Harvey Fierstein’s I Was Better Last Night: A Memoir


Every decade has a Harvey Fierstein cameo. Violet Quill member Felice Picano helped launch Fierstein’s writing career in 1979 when his Gay Presses of New York published Fierstein’s play, Torch Song Trilogy. The actor made a name for himself in the 1980s starring in the show on Broadway as well as the film version, which he also wrote. In the ’90s, Fierstein made Mrs. Doubtfire possible as Robin Williams’ prosthetics wiz and also made Jeff Goldblum possible as his tag-along mensch of a dad in Independence Day. In the 2000s, Fierstein sang and danced Divine’s character Edna Turnblad in the musical version of Hairspray on Broadway.

Stories of those productions and others — Fierstein wrote the book for the La Cage aux Folles on Broadway and had a cameo in Andy Warhol’s Pork at La Mama — fill his memoir, I Was Better Last Night, a meditation on the 70-year-old actor and writer’s place in the universe in general, and on Broadway and in Hollywood specifically. Of the latter, Fierstein never felt a good fit. Of the former, he was gobsmacked from the start by the smell of the grease paint and the roar of the crowd.

Torch Song came about because Fierstein found The Boys in the Band and A Taste of Honey, both gay breakthroughs in their time, burdened with self-loathing. His gay breakthrough would be written with joy.

David Sedaris’s Happy-Go-Lucky


If you were lucky enough to discover David Sedaris in real time, when he read his Santaland Diaries on NPR in 1992, or you picked up his first collection of essays, Barrel Fever in 1994, or you were gifted Naked in 1997, then you’ve probably stuck with the acerbic and self-deprecating author – and you probably look forward to reading the latest installment of what’s become a long-running serial detailing his dysfunctional and perfectly normal American family, his longtime and forever boyfriend Hugh, his own quirks and foibles and sexual proclivities, his slashing wit, his despair, his compassion.
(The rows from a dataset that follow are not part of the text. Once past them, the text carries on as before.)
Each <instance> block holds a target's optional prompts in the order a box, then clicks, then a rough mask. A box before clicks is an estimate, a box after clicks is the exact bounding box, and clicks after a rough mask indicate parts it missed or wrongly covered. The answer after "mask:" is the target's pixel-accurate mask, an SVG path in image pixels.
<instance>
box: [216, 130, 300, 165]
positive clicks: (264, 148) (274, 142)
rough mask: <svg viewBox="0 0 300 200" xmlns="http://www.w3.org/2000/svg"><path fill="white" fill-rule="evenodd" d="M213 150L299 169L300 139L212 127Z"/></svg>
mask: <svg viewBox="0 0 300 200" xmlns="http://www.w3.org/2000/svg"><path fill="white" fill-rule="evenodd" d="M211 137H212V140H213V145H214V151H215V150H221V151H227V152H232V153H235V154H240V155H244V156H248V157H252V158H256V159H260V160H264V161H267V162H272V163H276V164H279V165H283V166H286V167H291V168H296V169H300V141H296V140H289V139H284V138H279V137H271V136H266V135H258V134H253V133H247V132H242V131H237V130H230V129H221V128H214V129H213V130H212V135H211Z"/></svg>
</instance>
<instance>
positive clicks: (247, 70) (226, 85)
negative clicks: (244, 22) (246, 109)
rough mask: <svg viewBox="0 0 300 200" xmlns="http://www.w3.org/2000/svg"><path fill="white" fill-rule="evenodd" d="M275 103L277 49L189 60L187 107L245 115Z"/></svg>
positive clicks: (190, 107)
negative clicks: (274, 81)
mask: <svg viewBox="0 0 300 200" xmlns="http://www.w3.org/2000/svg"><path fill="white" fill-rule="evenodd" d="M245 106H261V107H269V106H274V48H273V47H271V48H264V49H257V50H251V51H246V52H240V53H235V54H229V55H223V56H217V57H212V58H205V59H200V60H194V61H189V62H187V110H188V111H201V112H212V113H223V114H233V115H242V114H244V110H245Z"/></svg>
And of course his stories about everyone’s other favorite Sedaris, Amy.

The brother’s latest collection of essays, Happy-Go-Lucky, is just that. It follows an onslaught of output from the 65-year-old writer. He’s published seven books in the last five years alone, including two more essay collections, two diaries clocking in at 500 pages each, along with a visual compendium and an e-book.

Maybe it’s an age thing – he does confront the death of his father in Happy-Go-Lucky – but the author would probably protest it’s a little too on the nose, after all, before admitting it’s exactly that.

Edmund White’s A Previous Life


At 82, Edmund White is the éminence grise among gay literati. He’s best known for his 1977 gay clap-back to The Joy of Sex, The Joy of Gay Sex, written with Charles Silverstein, along with his trilogy of semi-autobiographical novels, A Boy’s Own Story, The Beautiful Room Is Empty, and The Farewell Symphony.

In the 1980s, while White was in residence in France, where he learned he was HIV-positive, he wrote the definitive biography of French writer Jean Genet. In 2019, he received the National Book Award’s Medal for Distinguished Contribution to American Letters.

Set primarily in 2050, A Previous Life flashes back and forward through a couple’s sexual histories, including a meta-meeting of the minds between one of the protagonists and an 80-year-old White himself, which ends with the author’s heart broken. The good news for the writer: the future also holds a biography of White.